Do you see Anthony Jones or Clinton Johnson putting themselves, and their families’, futures on the line — King named the four commissioners “in their individual and official capacities” — over a matter like this without at least some assurances that they’re not going to be burned financially? I don’t.
Of course, if any payoff is going to the people encouraging the commissioners to stick to their guns — people who have turned this issue racial as a smokescreen to cloud their involvement — the web of deceit grows even more tangled. Those individuals’ tactics, by the way, become even more insidious when they turn on a black man who has worked his way up from a novice to a well-respected administrator in what is a modern-day example of the American dream. That these cowards who sit whispering in the commissioners’ ears use the old “Uncle Tom” blasphemy to denigrate McCoy makes them some of the lowest creatures this community has spawned.
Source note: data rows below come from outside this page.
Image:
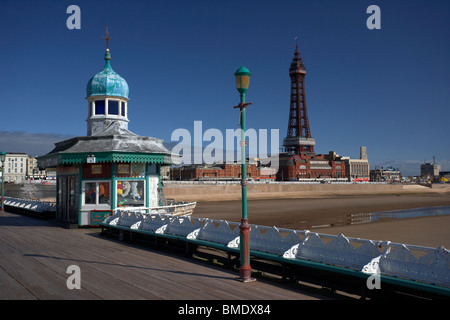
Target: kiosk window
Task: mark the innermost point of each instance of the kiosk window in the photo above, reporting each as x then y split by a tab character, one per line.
97	192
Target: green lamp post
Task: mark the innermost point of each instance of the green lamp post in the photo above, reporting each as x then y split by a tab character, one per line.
3	158
242	82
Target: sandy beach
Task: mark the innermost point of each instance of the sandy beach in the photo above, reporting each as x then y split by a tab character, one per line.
343	214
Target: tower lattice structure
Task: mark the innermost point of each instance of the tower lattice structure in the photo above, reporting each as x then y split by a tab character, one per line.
298	139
So Gaines, Hayes, Jones and Johnson will go to court and defend their actions. That is where things could get very interesting. Anyone who knows Maurice King knows he’s going after them with both barrels. And while Jones and Johnson will have their own tough questions to answer, it’s Gaines and, to a much greater extent, Hayes, who will have to air a whole lot of dirty laundry.
And people who were part of the sordid Georgia Civics Awareness Program for Students business that led to the Hayes/McCoy altercation — Thelma Chunn and Harry James among them — are going to have their own tales to tell during discovery.
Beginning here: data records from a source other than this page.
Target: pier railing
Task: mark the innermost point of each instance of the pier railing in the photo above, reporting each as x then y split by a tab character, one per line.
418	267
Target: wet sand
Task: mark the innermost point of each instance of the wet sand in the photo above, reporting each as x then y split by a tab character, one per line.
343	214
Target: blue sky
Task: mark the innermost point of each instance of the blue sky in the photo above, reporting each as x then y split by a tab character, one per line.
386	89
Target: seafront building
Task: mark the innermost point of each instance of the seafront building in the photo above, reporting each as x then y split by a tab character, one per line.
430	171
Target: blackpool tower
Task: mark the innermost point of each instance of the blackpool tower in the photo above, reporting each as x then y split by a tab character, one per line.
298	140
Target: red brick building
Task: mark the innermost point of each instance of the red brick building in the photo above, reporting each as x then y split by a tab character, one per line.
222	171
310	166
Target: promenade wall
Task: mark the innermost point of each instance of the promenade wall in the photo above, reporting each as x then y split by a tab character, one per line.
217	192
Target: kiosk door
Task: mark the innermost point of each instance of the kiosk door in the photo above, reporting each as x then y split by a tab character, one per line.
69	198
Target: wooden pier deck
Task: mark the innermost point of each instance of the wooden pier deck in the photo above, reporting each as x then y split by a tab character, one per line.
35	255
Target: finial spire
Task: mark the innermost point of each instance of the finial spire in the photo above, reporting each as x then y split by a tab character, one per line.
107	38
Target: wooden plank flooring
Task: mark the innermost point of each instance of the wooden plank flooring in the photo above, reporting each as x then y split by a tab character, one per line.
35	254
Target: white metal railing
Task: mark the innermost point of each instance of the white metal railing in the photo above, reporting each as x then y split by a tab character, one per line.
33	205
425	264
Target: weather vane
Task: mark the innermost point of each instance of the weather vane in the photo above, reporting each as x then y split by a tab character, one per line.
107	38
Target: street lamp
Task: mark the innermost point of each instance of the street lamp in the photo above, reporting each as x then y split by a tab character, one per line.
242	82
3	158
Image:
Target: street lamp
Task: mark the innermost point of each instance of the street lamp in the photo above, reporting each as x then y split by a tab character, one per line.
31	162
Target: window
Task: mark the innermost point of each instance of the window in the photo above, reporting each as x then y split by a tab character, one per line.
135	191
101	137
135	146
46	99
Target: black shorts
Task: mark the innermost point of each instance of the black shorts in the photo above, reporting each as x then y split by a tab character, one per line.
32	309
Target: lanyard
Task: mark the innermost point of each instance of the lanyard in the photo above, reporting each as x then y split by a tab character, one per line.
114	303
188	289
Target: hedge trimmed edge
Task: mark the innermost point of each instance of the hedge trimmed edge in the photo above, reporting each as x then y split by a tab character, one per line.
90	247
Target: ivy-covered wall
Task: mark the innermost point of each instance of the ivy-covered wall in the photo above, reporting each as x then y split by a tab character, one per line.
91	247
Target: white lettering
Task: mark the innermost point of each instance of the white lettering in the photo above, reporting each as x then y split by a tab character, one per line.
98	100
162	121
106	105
Still, as Henry Williams — irony of ironies — said Monday, the majority has spoken, so we should accept their wisdom and move on. He’s certainly correct in saying that the commission has wasted way too much time on this matter, and they should move on to bigger things.
Like that multi-million-dollar deficit budget that’s staring them in the face. And preparing the public for the no-doubt millage rate increase that’s coming in FY 2019. Oh, and finding a way to convince taxpayers that they were “doing what’s best for the community” when the county has to fork over $3 million or so — and a large payment for counsel — for colluding to keep McCoy out of a job that he worked hard to earn.
The commissioners have whispered to confidants that “it’s the white people who are mad about this.” Hate to tell them, though, but of the dozens of calls that this newspaper gets on a weekly basis condemning the actions of Hayes, Gaines, Jones and Johnson, an overwhelming number of them are from African-Americans. Sometimes when you wrap yourself in a cocoon of self-righteousness, fed by people with an agenda that serves only their purposes, you forget all about the people who choose right over wrong and call BS on your politics of race.